On weekends when many of my friends were at the mall, I was at a flea market in all parts of the Midwest. Many of these glorified estate sales were outdoors in all kinds of weather, often taking place at county fairgrounds. You never know what “good ones,” as my dad called them, might be hiding in plain sight in the livestock shed. When I was about 10 years old, my parents nicknamed me “Hawkeye” as my size and attention to detail made it easier to spot the pieces that might be displayed on the floor or base of the display tables. What was my reward for finding their treasures? I got to bring friends with me later, and we had the run of the fairgrounds to pick up the latest Huey Lewis cassette or maybe go crazy and get a Slurpee before we drove home. I liked spending time with my parents and their yarn-spinning, antique-collecting friends. How many tweens knew that Winchester not only made rifles but also furniture? To this day, I can hear one of the antique dealers say, “You obviously don’t know your Winchester!”

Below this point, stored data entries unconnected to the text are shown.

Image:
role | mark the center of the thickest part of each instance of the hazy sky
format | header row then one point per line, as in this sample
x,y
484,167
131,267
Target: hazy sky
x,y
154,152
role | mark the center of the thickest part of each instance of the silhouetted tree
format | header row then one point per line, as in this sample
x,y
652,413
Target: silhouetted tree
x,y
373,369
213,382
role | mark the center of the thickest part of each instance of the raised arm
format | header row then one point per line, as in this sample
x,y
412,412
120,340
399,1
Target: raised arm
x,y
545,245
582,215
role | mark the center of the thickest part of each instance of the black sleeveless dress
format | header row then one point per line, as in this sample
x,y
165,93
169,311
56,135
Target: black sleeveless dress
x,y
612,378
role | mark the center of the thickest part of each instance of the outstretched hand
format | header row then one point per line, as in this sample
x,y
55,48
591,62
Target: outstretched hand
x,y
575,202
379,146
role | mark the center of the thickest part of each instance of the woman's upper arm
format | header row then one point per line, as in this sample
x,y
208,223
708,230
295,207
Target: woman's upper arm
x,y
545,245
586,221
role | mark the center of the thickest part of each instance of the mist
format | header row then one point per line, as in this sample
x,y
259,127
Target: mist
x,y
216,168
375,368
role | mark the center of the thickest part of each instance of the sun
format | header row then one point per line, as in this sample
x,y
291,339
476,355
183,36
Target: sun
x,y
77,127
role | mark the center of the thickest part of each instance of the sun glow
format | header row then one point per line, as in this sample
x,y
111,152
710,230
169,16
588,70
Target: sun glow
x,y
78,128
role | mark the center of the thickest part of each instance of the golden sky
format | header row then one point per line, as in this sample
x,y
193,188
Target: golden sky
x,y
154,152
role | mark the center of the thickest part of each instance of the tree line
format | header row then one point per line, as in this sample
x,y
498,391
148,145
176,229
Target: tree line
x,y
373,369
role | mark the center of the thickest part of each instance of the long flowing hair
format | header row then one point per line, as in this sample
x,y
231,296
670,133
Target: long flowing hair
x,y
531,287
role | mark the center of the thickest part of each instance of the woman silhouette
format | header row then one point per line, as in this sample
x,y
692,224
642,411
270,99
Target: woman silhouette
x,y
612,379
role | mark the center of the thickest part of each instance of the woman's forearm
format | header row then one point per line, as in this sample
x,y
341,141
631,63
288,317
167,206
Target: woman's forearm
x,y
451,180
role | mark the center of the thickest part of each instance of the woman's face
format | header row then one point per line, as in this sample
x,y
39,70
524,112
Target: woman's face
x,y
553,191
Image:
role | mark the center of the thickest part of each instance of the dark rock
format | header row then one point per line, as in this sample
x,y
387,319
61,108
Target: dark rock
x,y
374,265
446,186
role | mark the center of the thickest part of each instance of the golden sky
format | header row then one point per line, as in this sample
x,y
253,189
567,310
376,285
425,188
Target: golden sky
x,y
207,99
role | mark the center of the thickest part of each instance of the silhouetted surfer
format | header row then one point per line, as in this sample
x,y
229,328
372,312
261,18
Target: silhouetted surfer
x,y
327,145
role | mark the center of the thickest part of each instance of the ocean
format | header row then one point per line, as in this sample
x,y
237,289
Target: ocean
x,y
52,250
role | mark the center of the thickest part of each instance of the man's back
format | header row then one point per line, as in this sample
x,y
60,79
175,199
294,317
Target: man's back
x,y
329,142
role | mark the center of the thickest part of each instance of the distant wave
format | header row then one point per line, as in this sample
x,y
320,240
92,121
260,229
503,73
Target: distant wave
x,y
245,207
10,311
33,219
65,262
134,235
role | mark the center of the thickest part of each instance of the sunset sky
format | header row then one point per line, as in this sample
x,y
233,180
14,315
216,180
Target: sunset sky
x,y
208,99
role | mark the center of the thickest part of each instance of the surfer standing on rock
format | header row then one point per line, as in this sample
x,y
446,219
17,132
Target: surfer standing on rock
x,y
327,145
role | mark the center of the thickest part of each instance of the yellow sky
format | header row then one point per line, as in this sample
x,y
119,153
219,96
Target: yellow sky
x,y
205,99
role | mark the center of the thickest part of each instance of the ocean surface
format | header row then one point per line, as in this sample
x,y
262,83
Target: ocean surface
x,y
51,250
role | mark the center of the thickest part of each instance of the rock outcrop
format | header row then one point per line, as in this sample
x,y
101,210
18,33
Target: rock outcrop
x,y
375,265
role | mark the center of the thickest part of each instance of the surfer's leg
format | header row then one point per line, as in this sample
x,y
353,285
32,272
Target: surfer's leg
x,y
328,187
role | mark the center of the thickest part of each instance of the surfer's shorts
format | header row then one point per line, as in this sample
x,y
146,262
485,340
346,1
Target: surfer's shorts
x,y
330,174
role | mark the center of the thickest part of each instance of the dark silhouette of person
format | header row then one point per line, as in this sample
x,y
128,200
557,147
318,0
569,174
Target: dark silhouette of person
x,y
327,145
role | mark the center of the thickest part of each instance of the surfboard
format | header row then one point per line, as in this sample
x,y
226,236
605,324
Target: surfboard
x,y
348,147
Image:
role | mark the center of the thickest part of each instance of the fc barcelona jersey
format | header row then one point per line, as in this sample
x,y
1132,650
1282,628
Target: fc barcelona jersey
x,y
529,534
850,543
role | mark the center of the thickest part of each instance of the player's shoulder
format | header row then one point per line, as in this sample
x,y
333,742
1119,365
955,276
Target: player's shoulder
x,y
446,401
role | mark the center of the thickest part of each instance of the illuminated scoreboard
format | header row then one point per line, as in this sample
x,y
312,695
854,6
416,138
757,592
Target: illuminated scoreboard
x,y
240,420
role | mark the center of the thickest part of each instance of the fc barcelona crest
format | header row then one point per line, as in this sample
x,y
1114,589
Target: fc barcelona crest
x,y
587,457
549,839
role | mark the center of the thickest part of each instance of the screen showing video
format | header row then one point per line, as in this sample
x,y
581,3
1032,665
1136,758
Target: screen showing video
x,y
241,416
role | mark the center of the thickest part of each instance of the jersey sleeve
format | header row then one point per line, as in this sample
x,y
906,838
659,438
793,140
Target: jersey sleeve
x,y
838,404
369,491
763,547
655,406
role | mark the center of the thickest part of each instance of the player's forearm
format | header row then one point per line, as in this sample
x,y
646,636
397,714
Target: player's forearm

By the time I was off to college, my parents had even more time to dedicate to their collecting. Traveling with groups like Just for Openers and the International Correspondence of Corkscrew Addicts to share their enthusiasm as well as fuel their acquisitions while maintaining friendships that spanned decades. John Stanley is a current member of Just for Openers collecting group that began in 1979. He and his wife Pat visited the Young Opener Museum over five times. “Joe and Jackie collected in the ‘golden times’ of opener, corkscrew and kitchen collectibles. Stuff could be found, and they really enjoyed the hunt,” said Stanley.
The late 1990s and early 2000s brought a new crop of museum goers, Joe and Jackie’s grandsons. Our four sons eventually took my place at the flea markets, followed by a tasty treat at the local Culver’s. Edward and Geo, the youngest of the grandsons, had the good fortune to spend a copious amount of time with their grandparents, affectionately called Gram and Papa. “Some of my fondest memories between Papa and I were when he’d grab a USPS flat rate shipping box full of items he had procured. With each new item he’d share an elaborate backstory and illustrate the surprisingly interesting history behind old pieces of kitchenware,” Geo says.
“When I think of Papa, hundreds of stories fill my head. During visits on the weekends, Papa always had a new-old story, a root beer float, and quite possibly a chore for a spry kid like us to help out with. It was a very practical way of saying, ‘I love you kiddo, and I’m glad you’re here’. His dry sense of humor shaped my own, and passion for history rubbed off too,” says Edward.
I never saw it coming, but the experiences of my sons were like my own. What a legacy. A true story of sharing history, making it fun, and connecting with your elders. Knowing that these stories are not lost and will continue to live on makes me forever grateful for growing up in our museum.